It's been a big week for shark enthusiasts.
Jaws finally made it to Blu-ray and "Shark Week" on the Discovery Channel is winding down.
Jaws, of course, became the first modern-day summer blockbuster when it scared swimmers silly in 1975. And "Shark Week," which is celebrating its 25th year, continues to draw huge audiences as the premier theme week on cable television.
The enduring popularity of both are testaments to our fascination with these "killers of the deep," a fixation born more of deathly fear more than intellectual curiosity.
And like most people, I can't help but tune in.
Sharks were my second great obsession, following dinosaurs, but pre-Star Wars. Then came movies and television and video games and computers. Girls were in there somewhere ... I think.
I love sharks. And maybe that's why I feel guilty about loving "Shark Week."
Several years ago I interviewed Jean-Michel Cousteau, son of late oceanographer Jacques Cousteau, who was promoting the IMAX documentary Sharks 3D. I asked him about the appeal of Jaws, "Shark Week," and other "sharks as eating machines" propaganda.
"It's very unfair to the shark," he said. "First of all, of the more than 400 species of sharks, it's only four or five of those animals that you have to be careful about in certain circumstances. The others are merely harmless.
"How many people die from bee stings? We never talk about it. Never."
He has a point. According to the World Health Organization, between 1979-1990 there were 718 venomous deaths -- mostly from bees and wasps -- in the United States. That's nearly 60 deaths annually in that period.

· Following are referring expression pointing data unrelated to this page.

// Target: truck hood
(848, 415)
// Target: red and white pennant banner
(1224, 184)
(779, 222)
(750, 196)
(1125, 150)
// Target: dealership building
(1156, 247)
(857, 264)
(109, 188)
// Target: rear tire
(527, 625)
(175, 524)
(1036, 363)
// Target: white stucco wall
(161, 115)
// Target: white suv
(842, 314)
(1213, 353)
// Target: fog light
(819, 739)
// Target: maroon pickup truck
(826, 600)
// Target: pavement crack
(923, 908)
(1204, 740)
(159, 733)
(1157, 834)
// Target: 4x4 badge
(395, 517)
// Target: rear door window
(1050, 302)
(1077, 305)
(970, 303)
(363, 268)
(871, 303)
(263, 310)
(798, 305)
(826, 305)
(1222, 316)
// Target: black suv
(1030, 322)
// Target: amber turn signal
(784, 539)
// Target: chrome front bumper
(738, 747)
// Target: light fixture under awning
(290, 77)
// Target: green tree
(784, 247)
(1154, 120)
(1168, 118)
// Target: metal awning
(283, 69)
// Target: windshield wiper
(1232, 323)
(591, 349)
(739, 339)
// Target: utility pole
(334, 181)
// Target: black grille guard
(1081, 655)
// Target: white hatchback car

Meanwhile, the International Shark Attack File, an organization that tracks shark attacks worldwide, reported only a dozen fatalities because of unprovoked shark attacks in 2011. The yearly average between 2001 through 2010 was 4.3. The 12 deaths, incidentally, was the highest yearly total since 1993, which also was 12.
Now compare those numbers to the millions of sharks killed each year mostly for their fins, the chief ingredient in shark fin soup, and you have to wonder who's the mindless eating machine now.
To be fair, "Shark Week" isn't solely about scaring viewers; the Discovery Channel airs educational programs, and it fosters a larger message to conserve these beautiful and necessary scavengers as part of the health and stability of the oceanic ecosystem. It also would be disingenuous to deny that the cable network wants to attract record amounts of viewers, and a programming schedule loaded with informative documentaries only isn't going to lure couch potatoes.
Deadly Waters, Sharkbite Beach, How Not to Become Shark Bait, Ocean of Fear, Killer Sharks, Sharkbite Summer, and Top Five Eaten Alive -- please point out the educational values in these hourlong programs that aired earlier this week?
Jaws author and co-screenwriter Peter Benchley came to regret his novel about a bloodthirsty 25-foot Great White Shark terrorizing a New England resort town, even though it was "entirely fiction," as he told the London Daily Express shortly before his death at 65 in February, 2006.
"Knowing what I know now, I could never write that book today," said Benchley, who became a shark conservationist. "Sharks don't target human beings, and they certainly don't hold grudges."
After watching Sharkbite Summer and Top Five Eaten Alive, I'm not sure I would blame them if they did.